904.JPG お元気ですか。3分間心のティータイム。徳本寺テレホン法話、その第904話です。
 仏教とお茶はたいへん縁が深いです。奈良・平安時代に最澄や空海が唐よりお茶の種子を持ち帰ったのが、わが国のお茶の始まりとされています。そして、鎌倉時代、臨済宗の栄西禅師が宋より、お茶を持ち帰って、お茶の効用や製法を広め、一般的になったようです。仏前にお供えものをするときも、お茶は欠かせないものになっています。
 ところが、「最近の高校生は、日本茶の入れ方を知らない」という、ちょっと驚くべき報告が、先月の日教組の教研集会で発表されました。家庭科の料理実習で、お茶の葉と水を入れた急須を直接火にかけようとした男子生徒がいたそうです。急須でお茶を入れている家庭は21%で、たいていは親がお茶を入れているとみられ、日常的に急須を使う生徒は、5人に1人もいないだろうとのことでした。これはペットボトルのお茶を購入する家庭が、10%を超えているという事実からして、うなずける結果とも言えそうです。
 小さい時から、ペットボトルだけのお茶を飲んで育った人がいても不思議がないほど、世の中にはペットボトルが溢れています。その結果「お茶を作る」という言い方をして、家では作ったのを見たことがない。いつもペットボトルのお茶だった。急須でお茶を作れるとは知らなかったということになります。工場でペットボトルに入れるお茶は、作るものかもしれませんが、家庭では急須で「お茶を入れる」のが普通でしょう。ちょっと一休みしましょうというときは、「お茶が入りました」といいます。「ペットボトルを持ってきました」といわれても、あまりほっとする感じはしません。

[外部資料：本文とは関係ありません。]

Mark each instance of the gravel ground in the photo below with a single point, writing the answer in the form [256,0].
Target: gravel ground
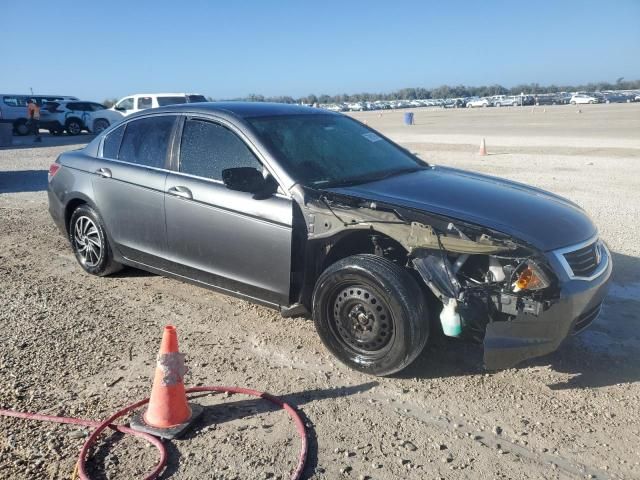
[82,346]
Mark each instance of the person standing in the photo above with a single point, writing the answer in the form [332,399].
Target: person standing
[33,114]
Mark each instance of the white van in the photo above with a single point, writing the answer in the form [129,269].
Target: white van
[13,109]
[142,101]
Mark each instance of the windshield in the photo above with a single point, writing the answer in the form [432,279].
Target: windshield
[331,150]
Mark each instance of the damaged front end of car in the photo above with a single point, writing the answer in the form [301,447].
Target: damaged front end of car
[493,287]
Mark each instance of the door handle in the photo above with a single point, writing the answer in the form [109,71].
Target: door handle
[103,172]
[182,192]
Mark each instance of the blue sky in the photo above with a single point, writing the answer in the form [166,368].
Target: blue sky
[99,50]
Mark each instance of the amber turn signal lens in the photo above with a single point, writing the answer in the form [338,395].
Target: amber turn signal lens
[531,278]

 さて、毎年お正月の16日は、たくさんの檀家さんが寺に年始のあいさつにお出でになります。その一人ひとりにお茶を入れて差し上げます。確かに時間もかかるし、急須を取り換える手間もたいへんなものです。それでも、何人お出でになっても、この人のためにお茶を入れている、そんな思いでお出しします。檀家さんも両手で茶碗をいただき、粗茶ながらおいしそうに召し上がって下さいます。一期一会の世界がそこにあります。今この時が、一生に一度の出会いであり、かけがえのない一服であるということを、急須で入れたお茶は教えてくれます。
 ペットボトルの便利さは、今更言うまでもないことです。持ち運びしやすく、いつでもどこでも飲めます。温めることも冷やすこともできます。資源の再生も可能です。しかし、家庭にあっては、本格的な作法に則らずとも、お茶を入れるというひと手間を惜しみたくないものです。そのひと手間が家庭にゆとりと和みをもたらすかもしれません。何事も手軽さに走って、急須で入れた深みのあるお茶の味わいをわからないようでは、万事休すです。
 それでは又、2月11日よりお耳にかかりましょう。